If someone borrows my car and crashes into someone else, I'm not legally responsible. Same goes for companies that let anyone use their cars, like rental services.


This story illustrates why Tor will never actually bring down a repressive regime. Tor appears to be based on the idea that if you can't prove who actually said something, then you can't punish them. Repressive regimes can punish those people anyway.


You're missing a key point. Consider North Korea. I doubt that there are many Tor exits there. But if North Koreans can access Tor, they can use exits elsewhere. And it's unlikely that the North Korean government will be assassinating Tor exit operators. So there's nobody for it to punish.


North Koreans, outside of a select few, can't access the internet, and thus can't access Tor anyway.


OK, so make it Americans. I don't believe that the US is prosecuting foreign Tor relay operators, either.


I know ​the US isn't perfect, but is it the kind of repressive regime that the Tor project talks about? Or, to put it another way, should Tor consider it a success that they can take down regimes no more repressive than the US?


I won't be drawn into a debate on relative repressiveness. But consider how LGBT activists were generally harassed a decade or two ago. And still are, in some parts of the US. Or the War on Drugs.

I'm sure that some Tor supporters in the CIA are hot on taking down particular regimes. But I don't recall seeing that as an official Tor Project use case.

Regarding the example of North Korea, I'm sure that there are ways of hitting Tor. At least, if you can reach the Internet at all. Maybe it's not worth the risk, however.


Maybe they stopped making a big deal about it, but it was one of their "we make the world a better place" use cases when they started out (of course, they also said "no warranties that we got the security perfectly right").

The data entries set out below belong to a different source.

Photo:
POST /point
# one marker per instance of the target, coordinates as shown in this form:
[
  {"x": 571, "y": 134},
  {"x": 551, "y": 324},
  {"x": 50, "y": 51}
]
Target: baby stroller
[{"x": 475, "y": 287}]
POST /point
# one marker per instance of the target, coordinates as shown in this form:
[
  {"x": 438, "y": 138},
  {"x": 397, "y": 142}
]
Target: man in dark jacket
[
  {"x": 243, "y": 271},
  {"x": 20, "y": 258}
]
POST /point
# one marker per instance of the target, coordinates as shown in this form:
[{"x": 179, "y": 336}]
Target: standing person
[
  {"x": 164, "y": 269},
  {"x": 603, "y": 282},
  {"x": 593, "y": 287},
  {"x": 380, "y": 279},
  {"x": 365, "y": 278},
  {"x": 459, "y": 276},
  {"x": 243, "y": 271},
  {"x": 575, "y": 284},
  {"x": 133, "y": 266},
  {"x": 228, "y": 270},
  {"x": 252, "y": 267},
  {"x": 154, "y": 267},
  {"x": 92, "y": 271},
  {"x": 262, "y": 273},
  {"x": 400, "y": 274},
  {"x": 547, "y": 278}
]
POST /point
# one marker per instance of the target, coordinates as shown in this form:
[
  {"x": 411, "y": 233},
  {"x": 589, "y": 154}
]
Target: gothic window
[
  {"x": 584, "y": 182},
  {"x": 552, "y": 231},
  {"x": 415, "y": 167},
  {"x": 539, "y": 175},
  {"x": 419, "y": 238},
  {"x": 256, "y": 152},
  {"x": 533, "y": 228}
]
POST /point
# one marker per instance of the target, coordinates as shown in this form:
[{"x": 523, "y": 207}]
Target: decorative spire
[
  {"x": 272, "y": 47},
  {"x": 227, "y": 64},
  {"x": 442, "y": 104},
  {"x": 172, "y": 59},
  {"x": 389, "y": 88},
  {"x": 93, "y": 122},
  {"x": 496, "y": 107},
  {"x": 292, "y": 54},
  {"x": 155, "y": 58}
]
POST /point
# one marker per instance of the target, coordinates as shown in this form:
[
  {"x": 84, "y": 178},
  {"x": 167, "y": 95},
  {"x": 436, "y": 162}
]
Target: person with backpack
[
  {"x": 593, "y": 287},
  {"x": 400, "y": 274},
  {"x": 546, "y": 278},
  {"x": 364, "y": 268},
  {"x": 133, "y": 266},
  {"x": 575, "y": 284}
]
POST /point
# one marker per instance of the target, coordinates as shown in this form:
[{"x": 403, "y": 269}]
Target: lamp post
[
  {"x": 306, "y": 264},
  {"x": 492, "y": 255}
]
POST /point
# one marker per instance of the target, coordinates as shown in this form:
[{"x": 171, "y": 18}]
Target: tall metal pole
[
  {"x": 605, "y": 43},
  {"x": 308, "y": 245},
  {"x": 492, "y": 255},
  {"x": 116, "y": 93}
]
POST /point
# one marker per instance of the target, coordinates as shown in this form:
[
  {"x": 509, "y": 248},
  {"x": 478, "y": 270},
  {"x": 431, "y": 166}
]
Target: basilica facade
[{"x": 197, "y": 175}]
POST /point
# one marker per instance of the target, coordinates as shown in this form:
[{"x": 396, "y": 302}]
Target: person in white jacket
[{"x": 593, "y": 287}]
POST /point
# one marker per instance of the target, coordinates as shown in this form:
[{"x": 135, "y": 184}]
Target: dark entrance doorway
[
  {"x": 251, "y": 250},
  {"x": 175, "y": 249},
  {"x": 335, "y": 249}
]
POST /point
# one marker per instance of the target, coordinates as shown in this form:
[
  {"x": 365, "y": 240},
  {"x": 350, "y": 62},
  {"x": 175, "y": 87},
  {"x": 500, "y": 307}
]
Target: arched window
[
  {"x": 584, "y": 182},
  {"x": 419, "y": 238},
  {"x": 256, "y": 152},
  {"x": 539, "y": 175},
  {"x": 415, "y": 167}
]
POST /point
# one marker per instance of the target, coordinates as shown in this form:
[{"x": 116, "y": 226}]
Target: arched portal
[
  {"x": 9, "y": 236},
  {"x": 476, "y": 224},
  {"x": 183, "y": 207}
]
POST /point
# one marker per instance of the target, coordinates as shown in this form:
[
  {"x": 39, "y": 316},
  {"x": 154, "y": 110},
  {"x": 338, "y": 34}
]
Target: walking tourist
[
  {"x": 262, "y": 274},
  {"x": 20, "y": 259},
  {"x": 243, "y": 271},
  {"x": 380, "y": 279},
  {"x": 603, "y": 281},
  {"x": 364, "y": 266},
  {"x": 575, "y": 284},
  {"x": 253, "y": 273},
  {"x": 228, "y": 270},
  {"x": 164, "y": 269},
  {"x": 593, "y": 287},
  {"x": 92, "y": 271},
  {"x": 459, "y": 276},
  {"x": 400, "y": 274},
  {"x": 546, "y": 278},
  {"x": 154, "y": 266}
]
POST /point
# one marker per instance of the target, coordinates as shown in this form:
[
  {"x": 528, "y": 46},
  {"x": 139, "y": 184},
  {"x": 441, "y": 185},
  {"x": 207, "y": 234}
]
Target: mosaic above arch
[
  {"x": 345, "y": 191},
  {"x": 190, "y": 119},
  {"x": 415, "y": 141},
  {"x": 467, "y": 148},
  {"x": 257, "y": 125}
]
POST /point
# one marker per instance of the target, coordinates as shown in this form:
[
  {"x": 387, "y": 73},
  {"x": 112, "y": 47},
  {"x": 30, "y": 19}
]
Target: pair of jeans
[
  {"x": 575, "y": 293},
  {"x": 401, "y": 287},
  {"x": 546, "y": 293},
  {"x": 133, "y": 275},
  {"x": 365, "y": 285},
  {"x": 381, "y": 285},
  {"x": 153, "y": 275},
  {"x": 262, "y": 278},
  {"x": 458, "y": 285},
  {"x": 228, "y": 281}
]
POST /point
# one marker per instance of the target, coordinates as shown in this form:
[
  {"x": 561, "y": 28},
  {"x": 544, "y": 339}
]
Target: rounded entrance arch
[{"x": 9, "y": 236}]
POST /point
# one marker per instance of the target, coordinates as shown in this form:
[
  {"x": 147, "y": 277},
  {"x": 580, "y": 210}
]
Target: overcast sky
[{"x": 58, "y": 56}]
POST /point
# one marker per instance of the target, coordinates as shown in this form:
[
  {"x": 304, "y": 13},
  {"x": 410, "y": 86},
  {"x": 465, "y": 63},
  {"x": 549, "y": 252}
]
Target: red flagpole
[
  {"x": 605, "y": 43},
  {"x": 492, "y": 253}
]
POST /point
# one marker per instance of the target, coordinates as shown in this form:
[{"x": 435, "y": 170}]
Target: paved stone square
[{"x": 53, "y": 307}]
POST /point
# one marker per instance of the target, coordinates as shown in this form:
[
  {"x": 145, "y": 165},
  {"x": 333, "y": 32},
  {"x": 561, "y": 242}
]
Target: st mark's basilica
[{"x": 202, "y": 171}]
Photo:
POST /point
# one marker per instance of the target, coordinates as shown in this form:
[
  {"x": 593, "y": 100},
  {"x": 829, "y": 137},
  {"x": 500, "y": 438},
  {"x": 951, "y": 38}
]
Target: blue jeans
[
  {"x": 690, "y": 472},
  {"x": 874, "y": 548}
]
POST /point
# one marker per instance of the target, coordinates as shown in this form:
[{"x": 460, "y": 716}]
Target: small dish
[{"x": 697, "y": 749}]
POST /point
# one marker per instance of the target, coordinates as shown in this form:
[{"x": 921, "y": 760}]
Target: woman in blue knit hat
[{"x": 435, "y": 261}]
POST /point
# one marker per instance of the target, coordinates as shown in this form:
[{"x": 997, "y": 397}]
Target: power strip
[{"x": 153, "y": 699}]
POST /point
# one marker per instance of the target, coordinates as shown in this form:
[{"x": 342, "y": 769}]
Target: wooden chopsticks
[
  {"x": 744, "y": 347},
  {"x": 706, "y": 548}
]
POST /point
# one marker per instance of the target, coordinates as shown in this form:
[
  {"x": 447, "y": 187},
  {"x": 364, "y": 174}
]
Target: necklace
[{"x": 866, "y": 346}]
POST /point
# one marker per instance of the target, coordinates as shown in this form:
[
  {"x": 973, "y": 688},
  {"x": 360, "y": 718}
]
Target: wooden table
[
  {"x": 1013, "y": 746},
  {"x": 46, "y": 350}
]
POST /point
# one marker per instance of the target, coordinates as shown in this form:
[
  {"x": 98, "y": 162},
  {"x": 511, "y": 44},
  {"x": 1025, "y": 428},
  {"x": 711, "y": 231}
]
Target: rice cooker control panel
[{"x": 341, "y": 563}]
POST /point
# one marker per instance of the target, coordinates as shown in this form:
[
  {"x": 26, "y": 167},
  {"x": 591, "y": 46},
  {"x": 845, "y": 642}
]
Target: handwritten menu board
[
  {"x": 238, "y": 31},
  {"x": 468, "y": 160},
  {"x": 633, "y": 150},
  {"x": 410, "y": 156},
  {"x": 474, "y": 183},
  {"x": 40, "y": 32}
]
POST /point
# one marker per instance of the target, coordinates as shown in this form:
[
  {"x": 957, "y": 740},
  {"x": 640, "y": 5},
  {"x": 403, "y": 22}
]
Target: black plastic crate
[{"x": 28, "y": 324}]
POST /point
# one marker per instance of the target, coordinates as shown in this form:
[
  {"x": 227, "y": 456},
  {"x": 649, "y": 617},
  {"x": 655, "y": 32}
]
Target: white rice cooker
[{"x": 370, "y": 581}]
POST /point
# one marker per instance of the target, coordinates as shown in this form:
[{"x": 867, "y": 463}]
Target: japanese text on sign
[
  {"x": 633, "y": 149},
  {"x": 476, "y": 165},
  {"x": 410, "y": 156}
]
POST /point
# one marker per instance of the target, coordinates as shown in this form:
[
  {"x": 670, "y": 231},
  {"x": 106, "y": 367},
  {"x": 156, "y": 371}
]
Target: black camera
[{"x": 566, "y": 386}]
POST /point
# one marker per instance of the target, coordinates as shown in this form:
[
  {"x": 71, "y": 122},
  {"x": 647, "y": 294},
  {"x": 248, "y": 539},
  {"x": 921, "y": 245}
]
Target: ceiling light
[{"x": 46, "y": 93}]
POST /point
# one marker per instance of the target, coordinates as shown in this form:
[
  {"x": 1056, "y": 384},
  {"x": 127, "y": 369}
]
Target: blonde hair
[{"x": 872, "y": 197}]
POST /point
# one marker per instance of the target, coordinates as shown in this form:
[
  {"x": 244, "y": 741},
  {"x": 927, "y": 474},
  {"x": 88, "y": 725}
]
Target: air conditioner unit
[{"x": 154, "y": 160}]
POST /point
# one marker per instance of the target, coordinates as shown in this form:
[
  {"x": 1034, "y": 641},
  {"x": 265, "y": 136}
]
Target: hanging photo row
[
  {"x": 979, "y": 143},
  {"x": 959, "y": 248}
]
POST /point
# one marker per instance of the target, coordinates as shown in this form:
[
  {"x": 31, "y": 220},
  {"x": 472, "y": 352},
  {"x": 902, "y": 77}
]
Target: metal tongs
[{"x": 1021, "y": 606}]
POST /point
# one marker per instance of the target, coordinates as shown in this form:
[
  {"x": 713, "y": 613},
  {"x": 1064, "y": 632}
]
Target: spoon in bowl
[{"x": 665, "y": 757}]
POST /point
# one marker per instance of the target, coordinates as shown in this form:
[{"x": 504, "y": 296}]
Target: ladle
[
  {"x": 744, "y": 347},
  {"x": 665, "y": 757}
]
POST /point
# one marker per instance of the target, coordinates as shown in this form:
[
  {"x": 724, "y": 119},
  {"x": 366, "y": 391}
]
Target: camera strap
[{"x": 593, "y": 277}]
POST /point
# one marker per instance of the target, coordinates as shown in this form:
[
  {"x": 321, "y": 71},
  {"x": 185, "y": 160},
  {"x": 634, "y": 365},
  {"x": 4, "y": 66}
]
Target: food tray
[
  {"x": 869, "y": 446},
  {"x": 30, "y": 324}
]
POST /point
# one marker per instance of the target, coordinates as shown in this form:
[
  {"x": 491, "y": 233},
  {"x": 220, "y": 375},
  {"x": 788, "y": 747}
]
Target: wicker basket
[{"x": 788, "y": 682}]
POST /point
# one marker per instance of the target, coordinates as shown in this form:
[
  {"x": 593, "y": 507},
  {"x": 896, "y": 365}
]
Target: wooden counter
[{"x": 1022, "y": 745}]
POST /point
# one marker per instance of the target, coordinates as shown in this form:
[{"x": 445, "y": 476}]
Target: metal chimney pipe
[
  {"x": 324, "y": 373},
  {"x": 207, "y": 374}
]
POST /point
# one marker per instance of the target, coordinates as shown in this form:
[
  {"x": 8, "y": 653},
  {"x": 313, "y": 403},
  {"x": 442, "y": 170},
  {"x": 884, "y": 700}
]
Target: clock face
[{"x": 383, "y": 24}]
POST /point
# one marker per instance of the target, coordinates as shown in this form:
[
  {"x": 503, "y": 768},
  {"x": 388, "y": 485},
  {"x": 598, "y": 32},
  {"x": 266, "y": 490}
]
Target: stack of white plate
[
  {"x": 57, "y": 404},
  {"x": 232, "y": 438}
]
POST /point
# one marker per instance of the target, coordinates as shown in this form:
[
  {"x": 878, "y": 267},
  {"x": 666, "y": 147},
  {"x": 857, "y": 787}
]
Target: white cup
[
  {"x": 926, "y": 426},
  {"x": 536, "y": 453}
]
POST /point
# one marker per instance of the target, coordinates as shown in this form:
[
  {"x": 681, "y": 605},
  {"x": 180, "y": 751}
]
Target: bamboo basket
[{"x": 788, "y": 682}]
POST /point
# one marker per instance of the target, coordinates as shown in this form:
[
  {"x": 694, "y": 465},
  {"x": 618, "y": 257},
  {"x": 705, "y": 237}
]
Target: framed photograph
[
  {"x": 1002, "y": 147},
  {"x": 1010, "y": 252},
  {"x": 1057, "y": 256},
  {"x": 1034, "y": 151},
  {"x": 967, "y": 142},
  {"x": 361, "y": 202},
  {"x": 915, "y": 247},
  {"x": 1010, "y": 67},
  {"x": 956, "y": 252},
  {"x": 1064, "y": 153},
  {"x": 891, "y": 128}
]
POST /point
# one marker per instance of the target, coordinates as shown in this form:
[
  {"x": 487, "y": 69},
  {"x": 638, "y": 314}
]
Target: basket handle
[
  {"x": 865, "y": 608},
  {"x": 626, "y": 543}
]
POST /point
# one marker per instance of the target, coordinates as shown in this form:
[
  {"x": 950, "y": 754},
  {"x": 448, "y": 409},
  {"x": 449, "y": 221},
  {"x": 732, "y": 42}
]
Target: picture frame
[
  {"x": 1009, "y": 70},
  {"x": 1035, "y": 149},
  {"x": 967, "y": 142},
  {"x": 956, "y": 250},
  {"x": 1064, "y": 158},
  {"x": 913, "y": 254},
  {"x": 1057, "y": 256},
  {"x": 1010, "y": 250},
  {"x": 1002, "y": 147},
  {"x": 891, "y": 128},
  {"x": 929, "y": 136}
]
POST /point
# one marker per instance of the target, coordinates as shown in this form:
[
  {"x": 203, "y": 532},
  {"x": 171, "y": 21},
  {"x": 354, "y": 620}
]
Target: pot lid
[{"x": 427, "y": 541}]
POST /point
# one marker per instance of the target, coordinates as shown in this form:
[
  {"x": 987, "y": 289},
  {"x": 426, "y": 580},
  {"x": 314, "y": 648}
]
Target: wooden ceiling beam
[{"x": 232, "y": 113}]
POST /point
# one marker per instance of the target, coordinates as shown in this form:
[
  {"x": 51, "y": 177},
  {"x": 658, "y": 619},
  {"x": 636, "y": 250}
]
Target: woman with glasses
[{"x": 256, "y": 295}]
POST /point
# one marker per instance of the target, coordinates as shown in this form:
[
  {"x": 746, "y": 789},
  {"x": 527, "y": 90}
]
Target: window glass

Honest question, its not illegal to run an unrestricted wifi access point, and you can't be held accountable for others using that ip for illegal means in court today. So how does this differ from running a TOR exit node?


Well, in Russia it is illegal to run an unrestricted wifi access point - since 2014 you're technically supposed to verify identities of everyone you give access. Many don't, but it's technically illegal - so if they don't like you for whatever reason, then that wifi will be valid reason to punish you, by making you accountable for others using that for illegal means.

And people in Russia have went to jail literally for pressing 'Like' on a single post.